Możemy zatem spodziewać się, że Heynen będzie dużo rotował składem. Jedno wiemy już na pewno - w towarzyskich starciach z Holandią nie zagra Łukasz Kaczmarek. Walka o pozycję pierwszego atakującego (pod nieobecność kontuzjowanego Bartosza Kurka) rozegra się między Dawidem Konarskim a Maciejem Muzajem. Kto z tej dwójki lepiej zagra w starciach z Holandią, zwiększy swoje szanse na rolę pierwszego atakującego.

Ciekawie walka zapowiada się także na pozycji środkowych i przyjmujących. Do Gdańska Heynen zabierze 14 zawodników. Z szesnastki, którą będzie miał do dyspozycji w Opolu, Belg skreśli zapewne jednego środkowego i przyjmującego.

Sobotnie towarzyskie spotkanie Polski z Holandią rozpocznie się o 16:30 (relacja na żywo TUTAJ). W niedzielę początek meczu zaplanowano na 17:00 (relacja na żywo TUTAJ).

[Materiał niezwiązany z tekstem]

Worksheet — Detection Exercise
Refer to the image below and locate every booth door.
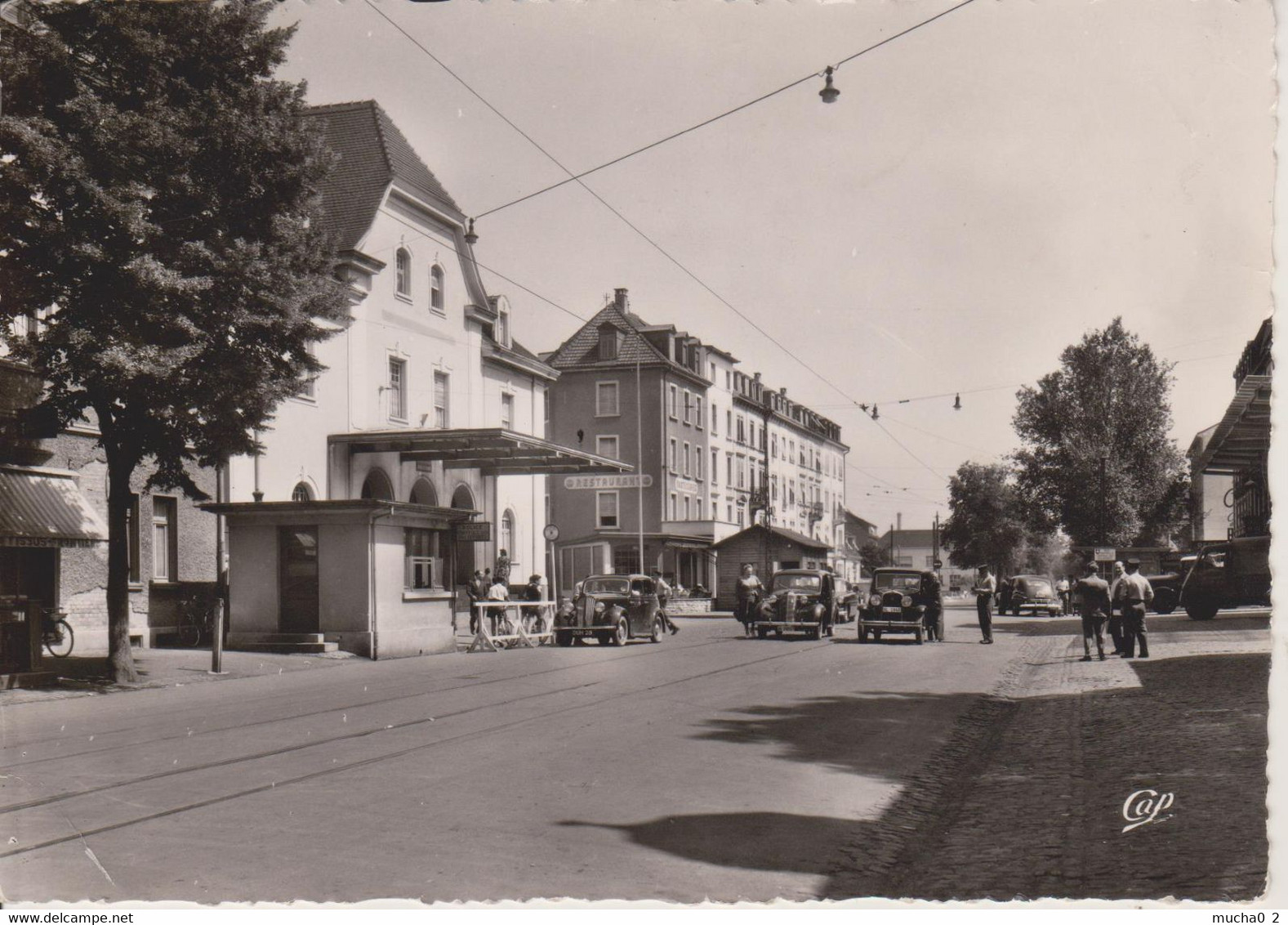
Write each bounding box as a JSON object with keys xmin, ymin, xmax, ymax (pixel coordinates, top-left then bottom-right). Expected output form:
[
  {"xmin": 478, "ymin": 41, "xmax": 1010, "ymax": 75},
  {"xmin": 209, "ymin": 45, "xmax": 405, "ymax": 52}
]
[{"xmin": 277, "ymin": 527, "xmax": 319, "ymax": 632}]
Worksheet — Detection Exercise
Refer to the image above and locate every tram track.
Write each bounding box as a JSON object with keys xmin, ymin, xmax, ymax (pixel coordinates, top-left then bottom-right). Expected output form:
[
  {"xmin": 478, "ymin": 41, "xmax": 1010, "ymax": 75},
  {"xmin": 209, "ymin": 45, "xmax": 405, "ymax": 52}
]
[
  {"xmin": 0, "ymin": 637, "xmax": 738, "ymax": 772},
  {"xmin": 0, "ymin": 639, "xmax": 832, "ymax": 858}
]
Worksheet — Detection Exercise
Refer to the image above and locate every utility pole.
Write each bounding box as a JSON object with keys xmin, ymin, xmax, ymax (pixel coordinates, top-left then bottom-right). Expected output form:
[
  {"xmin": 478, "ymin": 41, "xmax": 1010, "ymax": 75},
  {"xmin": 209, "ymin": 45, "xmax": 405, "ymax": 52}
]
[{"xmin": 1100, "ymin": 456, "xmax": 1109, "ymax": 545}]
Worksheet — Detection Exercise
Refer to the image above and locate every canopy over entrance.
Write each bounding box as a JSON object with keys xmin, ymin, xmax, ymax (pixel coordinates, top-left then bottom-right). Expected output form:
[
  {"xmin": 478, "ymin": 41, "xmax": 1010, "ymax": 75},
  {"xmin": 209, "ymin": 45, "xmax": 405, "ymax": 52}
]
[
  {"xmin": 0, "ymin": 465, "xmax": 107, "ymax": 547},
  {"xmin": 328, "ymin": 427, "xmax": 634, "ymax": 476}
]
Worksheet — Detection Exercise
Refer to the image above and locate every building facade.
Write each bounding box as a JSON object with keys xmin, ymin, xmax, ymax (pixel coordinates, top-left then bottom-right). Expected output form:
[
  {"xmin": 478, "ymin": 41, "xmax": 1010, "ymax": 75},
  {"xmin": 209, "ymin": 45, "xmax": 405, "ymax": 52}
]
[
  {"xmin": 546, "ymin": 288, "xmax": 849, "ymax": 589},
  {"xmin": 1189, "ymin": 318, "xmax": 1274, "ymax": 543},
  {"xmin": 212, "ymin": 101, "xmax": 622, "ymax": 657}
]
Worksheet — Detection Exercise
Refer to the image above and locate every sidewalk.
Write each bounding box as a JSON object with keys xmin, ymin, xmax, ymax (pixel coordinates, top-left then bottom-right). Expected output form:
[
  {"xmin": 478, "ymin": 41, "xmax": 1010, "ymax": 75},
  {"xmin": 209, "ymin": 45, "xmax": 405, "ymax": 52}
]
[
  {"xmin": 833, "ymin": 613, "xmax": 1270, "ymax": 900},
  {"xmin": 0, "ymin": 650, "xmax": 357, "ymax": 708}
]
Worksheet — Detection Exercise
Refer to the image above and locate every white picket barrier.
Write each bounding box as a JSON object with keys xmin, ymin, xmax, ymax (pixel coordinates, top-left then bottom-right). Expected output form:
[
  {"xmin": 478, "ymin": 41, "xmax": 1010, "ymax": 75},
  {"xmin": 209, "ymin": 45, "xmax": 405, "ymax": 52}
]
[{"xmin": 467, "ymin": 601, "xmax": 556, "ymax": 652}]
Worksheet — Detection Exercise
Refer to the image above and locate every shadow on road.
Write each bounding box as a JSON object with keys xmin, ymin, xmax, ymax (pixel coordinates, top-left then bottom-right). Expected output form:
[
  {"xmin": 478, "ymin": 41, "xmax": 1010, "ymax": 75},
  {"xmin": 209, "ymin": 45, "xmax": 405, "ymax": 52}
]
[{"xmin": 560, "ymin": 655, "xmax": 1268, "ymax": 900}]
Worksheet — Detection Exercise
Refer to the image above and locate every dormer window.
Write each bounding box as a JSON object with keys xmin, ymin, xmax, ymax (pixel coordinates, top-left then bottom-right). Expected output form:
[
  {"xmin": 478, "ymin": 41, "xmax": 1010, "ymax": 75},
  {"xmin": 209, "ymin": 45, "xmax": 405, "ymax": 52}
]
[
  {"xmin": 429, "ymin": 263, "xmax": 443, "ymax": 312},
  {"xmin": 599, "ymin": 324, "xmax": 622, "ymax": 360},
  {"xmin": 394, "ymin": 248, "xmax": 411, "ymax": 299}
]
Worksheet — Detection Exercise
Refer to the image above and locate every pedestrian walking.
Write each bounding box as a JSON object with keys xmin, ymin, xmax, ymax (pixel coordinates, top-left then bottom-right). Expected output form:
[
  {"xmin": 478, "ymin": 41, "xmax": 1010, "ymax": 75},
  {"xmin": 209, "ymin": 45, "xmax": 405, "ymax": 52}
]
[
  {"xmin": 1114, "ymin": 559, "xmax": 1154, "ymax": 659},
  {"xmin": 653, "ymin": 568, "xmax": 680, "ymax": 637},
  {"xmin": 1109, "ymin": 561, "xmax": 1127, "ymax": 655},
  {"xmin": 971, "ymin": 565, "xmax": 997, "ymax": 646},
  {"xmin": 733, "ymin": 561, "xmax": 764, "ymax": 637},
  {"xmin": 465, "ymin": 570, "xmax": 487, "ymax": 635},
  {"xmin": 1078, "ymin": 561, "xmax": 1113, "ymax": 662}
]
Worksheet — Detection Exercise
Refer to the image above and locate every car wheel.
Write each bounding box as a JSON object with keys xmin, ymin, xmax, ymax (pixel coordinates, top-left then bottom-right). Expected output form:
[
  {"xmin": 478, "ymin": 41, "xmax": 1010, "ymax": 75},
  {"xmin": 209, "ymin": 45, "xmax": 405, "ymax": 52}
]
[{"xmin": 609, "ymin": 619, "xmax": 631, "ymax": 646}]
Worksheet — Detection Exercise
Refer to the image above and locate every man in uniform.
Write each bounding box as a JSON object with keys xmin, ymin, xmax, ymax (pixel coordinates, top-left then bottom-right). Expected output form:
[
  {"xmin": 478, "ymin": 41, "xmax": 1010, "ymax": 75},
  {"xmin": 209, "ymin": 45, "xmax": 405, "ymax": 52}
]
[
  {"xmin": 1078, "ymin": 561, "xmax": 1113, "ymax": 662},
  {"xmin": 653, "ymin": 568, "xmax": 680, "ymax": 637},
  {"xmin": 1109, "ymin": 561, "xmax": 1127, "ymax": 655},
  {"xmin": 973, "ymin": 565, "xmax": 997, "ymax": 646},
  {"xmin": 1114, "ymin": 559, "xmax": 1154, "ymax": 659}
]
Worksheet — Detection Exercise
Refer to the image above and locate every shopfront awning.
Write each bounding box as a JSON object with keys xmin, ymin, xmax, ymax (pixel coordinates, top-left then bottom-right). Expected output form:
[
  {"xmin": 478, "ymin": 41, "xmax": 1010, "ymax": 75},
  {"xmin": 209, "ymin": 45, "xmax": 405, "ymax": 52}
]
[
  {"xmin": 0, "ymin": 467, "xmax": 107, "ymax": 547},
  {"xmin": 1194, "ymin": 376, "xmax": 1270, "ymax": 476},
  {"xmin": 328, "ymin": 427, "xmax": 634, "ymax": 476}
]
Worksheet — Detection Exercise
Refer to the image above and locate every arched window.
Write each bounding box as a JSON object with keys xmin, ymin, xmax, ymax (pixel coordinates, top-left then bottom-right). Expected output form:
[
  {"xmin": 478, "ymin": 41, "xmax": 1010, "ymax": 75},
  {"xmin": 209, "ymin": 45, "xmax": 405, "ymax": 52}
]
[
  {"xmin": 394, "ymin": 248, "xmax": 411, "ymax": 299},
  {"xmin": 408, "ymin": 478, "xmax": 438, "ymax": 507},
  {"xmin": 500, "ymin": 510, "xmax": 514, "ymax": 556},
  {"xmin": 429, "ymin": 263, "xmax": 443, "ymax": 312},
  {"xmin": 362, "ymin": 469, "xmax": 394, "ymax": 501}
]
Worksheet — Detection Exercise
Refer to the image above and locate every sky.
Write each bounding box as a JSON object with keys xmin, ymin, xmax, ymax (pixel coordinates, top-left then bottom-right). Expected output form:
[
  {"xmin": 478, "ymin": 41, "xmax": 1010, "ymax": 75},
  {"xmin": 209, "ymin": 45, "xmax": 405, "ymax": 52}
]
[{"xmin": 266, "ymin": 0, "xmax": 1275, "ymax": 527}]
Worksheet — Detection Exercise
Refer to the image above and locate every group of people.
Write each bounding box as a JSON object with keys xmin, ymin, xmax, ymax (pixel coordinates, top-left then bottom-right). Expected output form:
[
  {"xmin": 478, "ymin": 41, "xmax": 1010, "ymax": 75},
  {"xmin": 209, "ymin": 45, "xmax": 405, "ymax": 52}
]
[
  {"xmin": 1073, "ymin": 559, "xmax": 1154, "ymax": 662},
  {"xmin": 465, "ymin": 549, "xmax": 546, "ymax": 634},
  {"xmin": 971, "ymin": 559, "xmax": 1154, "ymax": 662}
]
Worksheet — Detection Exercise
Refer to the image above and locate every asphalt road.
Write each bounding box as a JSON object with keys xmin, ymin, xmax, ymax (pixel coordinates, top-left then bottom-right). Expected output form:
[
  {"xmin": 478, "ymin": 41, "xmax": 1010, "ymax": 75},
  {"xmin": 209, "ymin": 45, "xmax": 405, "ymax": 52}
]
[{"xmin": 0, "ymin": 607, "xmax": 1019, "ymax": 903}]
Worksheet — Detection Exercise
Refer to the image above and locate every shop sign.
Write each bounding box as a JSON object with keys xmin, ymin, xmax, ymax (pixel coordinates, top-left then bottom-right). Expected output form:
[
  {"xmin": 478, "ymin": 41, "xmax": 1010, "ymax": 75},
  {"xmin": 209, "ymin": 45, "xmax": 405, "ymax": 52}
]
[
  {"xmin": 564, "ymin": 473, "xmax": 653, "ymax": 491},
  {"xmin": 456, "ymin": 521, "xmax": 492, "ymax": 543}
]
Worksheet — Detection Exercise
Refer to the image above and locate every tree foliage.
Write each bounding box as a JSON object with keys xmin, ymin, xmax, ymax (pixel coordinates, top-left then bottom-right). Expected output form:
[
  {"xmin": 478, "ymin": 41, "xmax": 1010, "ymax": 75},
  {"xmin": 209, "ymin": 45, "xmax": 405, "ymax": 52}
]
[
  {"xmin": 1014, "ymin": 318, "xmax": 1189, "ymax": 545},
  {"xmin": 0, "ymin": 0, "xmax": 346, "ymax": 677},
  {"xmin": 940, "ymin": 462, "xmax": 1029, "ymax": 574}
]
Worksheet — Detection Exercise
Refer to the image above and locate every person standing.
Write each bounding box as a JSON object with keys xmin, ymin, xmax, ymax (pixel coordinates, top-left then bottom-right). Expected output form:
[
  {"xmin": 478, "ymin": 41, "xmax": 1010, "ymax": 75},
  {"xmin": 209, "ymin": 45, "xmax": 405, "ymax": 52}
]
[
  {"xmin": 1114, "ymin": 559, "xmax": 1154, "ymax": 659},
  {"xmin": 653, "ymin": 568, "xmax": 680, "ymax": 637},
  {"xmin": 973, "ymin": 565, "xmax": 997, "ymax": 646},
  {"xmin": 1109, "ymin": 561, "xmax": 1127, "ymax": 655},
  {"xmin": 733, "ymin": 561, "xmax": 763, "ymax": 637},
  {"xmin": 1078, "ymin": 561, "xmax": 1113, "ymax": 662}
]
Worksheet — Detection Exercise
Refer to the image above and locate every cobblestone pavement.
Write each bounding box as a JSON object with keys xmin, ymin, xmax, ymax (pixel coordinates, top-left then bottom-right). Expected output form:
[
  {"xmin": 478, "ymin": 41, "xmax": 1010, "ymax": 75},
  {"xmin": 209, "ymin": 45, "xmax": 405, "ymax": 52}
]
[{"xmin": 830, "ymin": 614, "xmax": 1270, "ymax": 900}]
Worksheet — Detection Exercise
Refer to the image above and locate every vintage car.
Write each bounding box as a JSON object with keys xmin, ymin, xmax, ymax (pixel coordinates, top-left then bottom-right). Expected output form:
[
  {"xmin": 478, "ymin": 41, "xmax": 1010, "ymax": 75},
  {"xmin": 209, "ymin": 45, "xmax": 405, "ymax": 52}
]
[
  {"xmin": 752, "ymin": 568, "xmax": 837, "ymax": 639},
  {"xmin": 858, "ymin": 568, "xmax": 944, "ymax": 646},
  {"xmin": 1011, "ymin": 574, "xmax": 1064, "ymax": 617},
  {"xmin": 1179, "ymin": 536, "xmax": 1270, "ymax": 619},
  {"xmin": 555, "ymin": 574, "xmax": 663, "ymax": 646}
]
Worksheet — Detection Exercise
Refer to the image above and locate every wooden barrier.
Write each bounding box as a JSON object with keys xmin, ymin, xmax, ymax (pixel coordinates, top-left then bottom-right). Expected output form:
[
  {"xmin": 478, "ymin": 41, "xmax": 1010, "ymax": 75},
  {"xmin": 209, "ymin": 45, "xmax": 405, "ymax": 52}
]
[{"xmin": 466, "ymin": 601, "xmax": 556, "ymax": 652}]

Podsumowanie spotkań na WP SportoweFakty. 

Skład reprezentacji Polski na mecze z Holandią:

Rozgrywający: Fabian Drzyzga, Grzegorz Łomacz.

Atakujący: Dawid Konarski, Maciej Muzaj.

Środkowi: Jakub Kochanowski, Piotr Nowakowski, Mateusz Bieniek, Karol Kłos.

Przyjmujący: Wilfredo Leon, Michał Kubiak, Bartosz Kwolek, Aleksander Śliwka, Bartosz Bednorz, Artur Szalpuk.

Libero: Paweł Zatorski, Damian Wojtaszek.